Everyone wants to be an entrepreneur and build their own company, and I fall under the same bracket. I kindled with the idea of starting my own website to enable this interaction but realized that it would take me an unfathomable amount of money to attract users and create anything of value. It would also take me a significant amount of time to build the basic infrastructure to facilitate such interaction, whereas Facebook already has an advanced version that enables its social media platform. Lastly, it would take me months if not years to deliver any significant impact that Facebook can deliver through its 1.9B users at a much rapid pace.

Facebook, as an organization, will hugely benefit from such an initiative. Capitalistically speaking, engaging more people on the Facebook platform for longer time periods will help drive revenue.It can raise the price of its banner ads if more people are actively and continuously using the product. Facebook becomes a medium for change and its brand value increases. It can build its capabilities as new opportunities in civic-engagement arise.

The challenge

There are various challenges that would need to be addressed as this platform takes shape. Some of them are:

  1. Discrimination: Political views have become a source of discrimination at the workplace. There have been instances where supporters of Trump are discriminated against or fired for their political beliefs. The same applies to supporters of Clinton.
  2. Terrorism: With more civic engagement, terrorist groups may use the platform to their advantage for recruitment purposes. Terrorist groups are adept at online recruitment, and it is imperative to quickly remove any terrorist activities.
  3. Facebook’s Responsibility: With this responsibility, Facebook will face operational challenges as its scales a complex platform. Even a small and unregulated discourse could result in cyberbullying, or polarization at scale. They need to be highly effective and mitigate any risk of failure and this is a significant challenge to overcome. Facebook’s monitoring team should work unbiasedly and not let their personal ideologies influence how they regulate the platform.

My eventual hope

I’m an idealist and I often hear that the world is not that simple and transparent. Well, it can be if the majority of the population forces it to be. As I see it, this initiative will help organizations, policymakers, and citizens to build their knowledge base and find creative solutions to tackle policy and social issues.

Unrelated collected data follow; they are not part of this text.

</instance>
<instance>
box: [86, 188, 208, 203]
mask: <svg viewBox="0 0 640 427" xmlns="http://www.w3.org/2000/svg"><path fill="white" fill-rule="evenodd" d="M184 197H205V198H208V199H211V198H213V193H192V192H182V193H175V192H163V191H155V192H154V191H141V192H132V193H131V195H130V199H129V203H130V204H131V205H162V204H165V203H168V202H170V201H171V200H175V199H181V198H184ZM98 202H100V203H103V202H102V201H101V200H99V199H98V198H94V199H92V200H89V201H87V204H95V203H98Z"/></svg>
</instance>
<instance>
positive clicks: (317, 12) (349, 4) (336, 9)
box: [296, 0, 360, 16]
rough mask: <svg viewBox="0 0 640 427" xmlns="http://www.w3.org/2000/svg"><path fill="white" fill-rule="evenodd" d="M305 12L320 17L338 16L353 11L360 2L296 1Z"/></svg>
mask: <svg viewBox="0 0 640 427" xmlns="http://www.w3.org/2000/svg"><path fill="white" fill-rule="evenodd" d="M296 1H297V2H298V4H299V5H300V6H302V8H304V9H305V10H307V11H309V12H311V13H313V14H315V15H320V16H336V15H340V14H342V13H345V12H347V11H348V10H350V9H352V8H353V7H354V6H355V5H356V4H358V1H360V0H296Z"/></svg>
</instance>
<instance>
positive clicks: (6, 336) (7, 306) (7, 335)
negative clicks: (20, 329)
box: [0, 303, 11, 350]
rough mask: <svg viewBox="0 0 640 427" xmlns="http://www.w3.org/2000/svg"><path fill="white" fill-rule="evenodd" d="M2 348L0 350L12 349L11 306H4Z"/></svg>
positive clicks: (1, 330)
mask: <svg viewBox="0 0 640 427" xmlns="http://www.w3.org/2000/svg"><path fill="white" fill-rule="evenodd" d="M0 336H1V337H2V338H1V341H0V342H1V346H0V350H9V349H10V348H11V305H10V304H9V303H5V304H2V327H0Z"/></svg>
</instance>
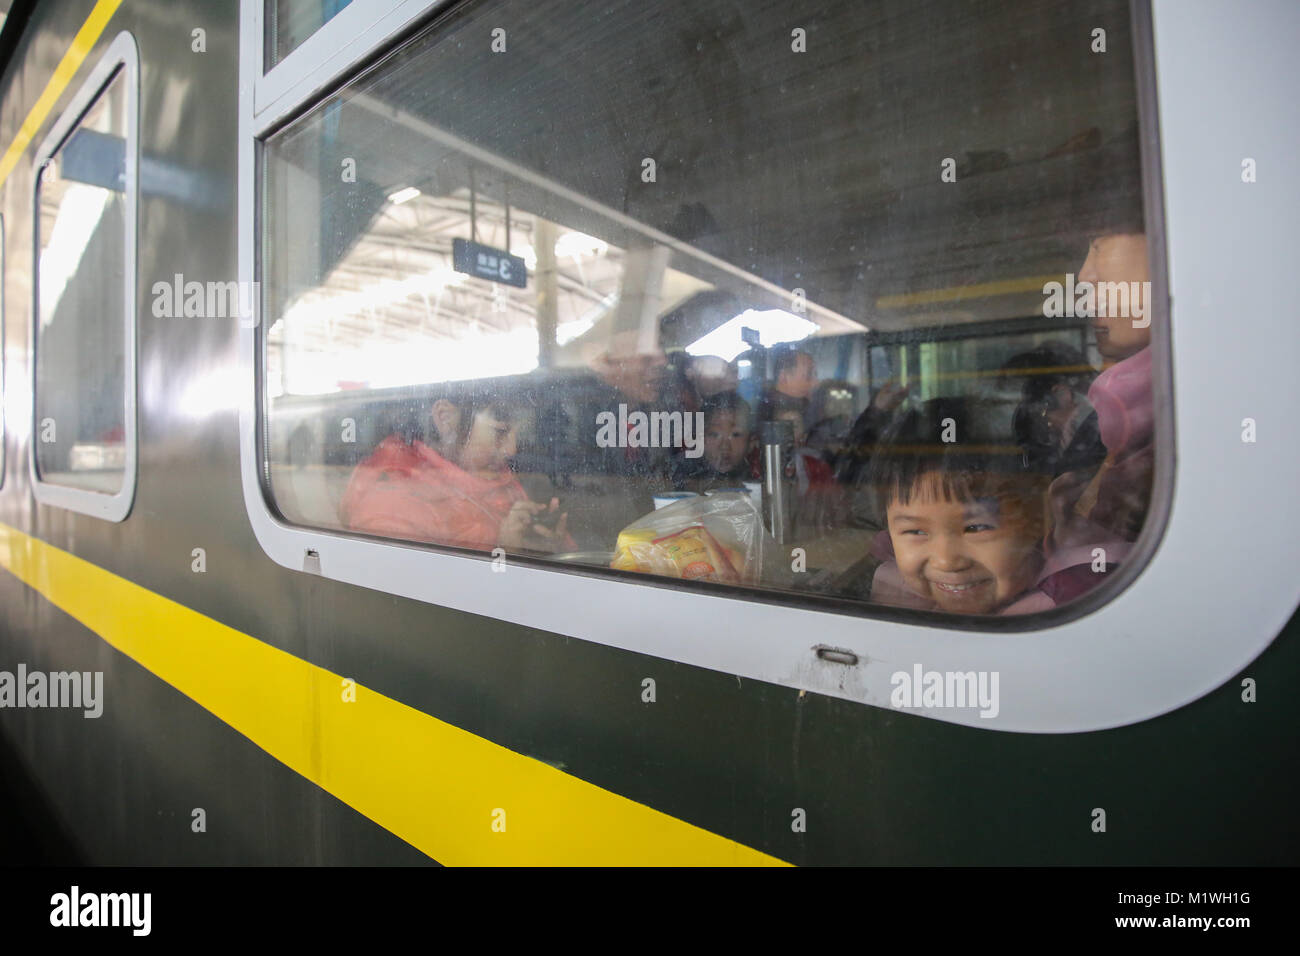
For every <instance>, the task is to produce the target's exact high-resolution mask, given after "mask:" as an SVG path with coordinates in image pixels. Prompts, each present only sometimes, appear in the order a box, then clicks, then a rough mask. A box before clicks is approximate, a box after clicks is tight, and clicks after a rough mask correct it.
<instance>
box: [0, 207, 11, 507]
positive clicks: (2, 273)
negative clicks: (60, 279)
mask: <svg viewBox="0 0 1300 956" xmlns="http://www.w3.org/2000/svg"><path fill="white" fill-rule="evenodd" d="M4 256H5V234H4V213H0V276H5V274H8V273H6V272H5V258H4ZM4 286H5V284H4V281H3V280H0V488H4V477H5V473H4V472H5V463H6V462H8V460H9V459H8V457H6V453H5V441H6V438H8V433H6V431H5V419H6V418H8V407H9V402H8V401H4V399H6V398H8V395H6V394H5V390H4V389H5V371H6V369H5V367H6V363H5V359H4V352H5V349H4V341H5V338H4V334H5V312H6V310H5V290H4Z"/></svg>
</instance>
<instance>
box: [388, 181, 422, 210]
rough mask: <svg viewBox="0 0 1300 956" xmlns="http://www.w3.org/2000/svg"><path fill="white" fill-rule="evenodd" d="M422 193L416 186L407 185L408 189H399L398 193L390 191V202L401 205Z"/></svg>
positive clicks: (389, 197) (394, 205) (389, 198)
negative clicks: (420, 193)
mask: <svg viewBox="0 0 1300 956" xmlns="http://www.w3.org/2000/svg"><path fill="white" fill-rule="evenodd" d="M417 195H420V190H417V189H416V187H415V186H407V187H406V189H399V190H398V191H396V193H389V202H390V203H393V204H394V206H400V204H402V203H408V202H411V200H412V199H415V198H416V196H417Z"/></svg>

Eventually, I would hope that the platform works to inform and solve the most pressing issues in healthcare, education, environment and culture. If everyone becomes keenly aware of the healthcare problems in Africa, there wouldn’t be any in a few years. There is potential to make an impact at an unprecedented scale and make societies habitable and safe.

At an individual level, citizens will have a sense of belonging to their community and lead happier lives. They will derive satisfaction from being part of something bigger and see their ideas take shape at a global level.

The platform can later be expanded to facilitate learning. If I want to learn about healthcare problems in India, I can quickly go to the relevant page and learn everything that there is to know. A wealth of information would be organized for me at my fingertips and Facebook can become a “polipedia”.

I realize that this topic is far too vast for me to cover in this blog post and I haven’t covered everything that I would like for the sake of length. My only hope is that I’ve been able to share a viewpoint and ideas on something that is much needed in today’s broken news industry. My ideas may be flawed and incomplete and would love to hear your thoughts on the subject.